This past semester, in my Introduction to Acting class, we were assigned the play "Clybourne Park" by Bruce Norris. It is a relatively new, two-act play that was inspired by the dramatic classic A Raisin in the Sun by Lorraine Hansberry. Norris’s play begins in 1959 when Bev and Russ are preparing to move out of their home in Clybourne Park, an all-White neighborhood. A man from the Clybourne Park Improvement Association, Karl Lindner, comes to visit them and informs them that their house has been sold to a Black family.
Although this news initially shocks Bev and Russ, they refuse to take back the house, despite Karl’s insistent requests that they do. They are a couple with truly good intentions and treat Francine, their Black maid, and her husband with great kindness. Karl begs them to consider what is best for the community, but Russ states that the community never helped them and being all White has not made it perfect. It is revealed that Russ and Bev’s son, Kenneth, killed himself after coming back from the Korean War and being viewed as a killer of the innocent in Clybourne Park.
Act II takes place fifty years later and a similar situation is unfolding once again in Clybourne Park, but the roles have switched. Clybourne Park is now an all-Black community and a White family is moving in with the intent to completely remodel the house. The Black couple that is selling the house, played by the actors who played Francine and her husband in Act I, does not want a White family to come in and remodel the house, changing the look of the historic neighborhood.
Lena and Kevin, the Black couple, associate the identity of the community with its rich history and the race of its occupants. Lena especially believes that if a White family comes in and updates the house, then they will be erasing the history behind the house and what her family and race had to go through to be able to live in Clybourne Park.

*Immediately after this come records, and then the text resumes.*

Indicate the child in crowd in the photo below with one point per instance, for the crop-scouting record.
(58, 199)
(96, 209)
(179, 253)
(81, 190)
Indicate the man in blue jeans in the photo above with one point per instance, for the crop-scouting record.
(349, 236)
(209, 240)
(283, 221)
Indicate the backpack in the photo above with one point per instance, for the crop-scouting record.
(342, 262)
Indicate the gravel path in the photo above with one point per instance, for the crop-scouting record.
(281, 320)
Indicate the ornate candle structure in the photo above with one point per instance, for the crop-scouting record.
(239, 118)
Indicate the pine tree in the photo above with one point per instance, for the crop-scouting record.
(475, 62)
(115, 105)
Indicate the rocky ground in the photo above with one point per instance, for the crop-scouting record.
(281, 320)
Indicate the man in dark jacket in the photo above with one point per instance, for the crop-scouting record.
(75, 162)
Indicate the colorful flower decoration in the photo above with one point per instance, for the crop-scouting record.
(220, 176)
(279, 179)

The identity of the community of Clybourne Park is deeply rooted in race. When it is an all-White community, it is viewed as the picture of suburban perfection. Respectable families who live beyond their means with servants and random items, like a chafing dish, that they don’t use everyday occupy the houses in the neighborhood. However, beyond this facade of perfection lies flaws. Clybourne Park and its members believe the town to be perfect, but this perfect town drove a young man to commit suicide.
When Clybourne Park is an all-Black community, its identity is associated with working families who utilize their perseverance to overcome race obstacles and build themselves a neighborhood that may be shabby in some ways, but is rooted in hard work. Both of these identities is threatened when new families of different races intend to move in. Both the community of Clybourne Park and the individuals who occupy it associate their identities with race and its implications. However, race is not indicative of the traits a person will possess or the identity they occupy. In both the past and the present, race has come to be a primary indicator of identity, but it is socially constructed and the differences it creates between people are merely physical. Race as a formulator of identity is a sad indicator of where society has been and how far it has left to come.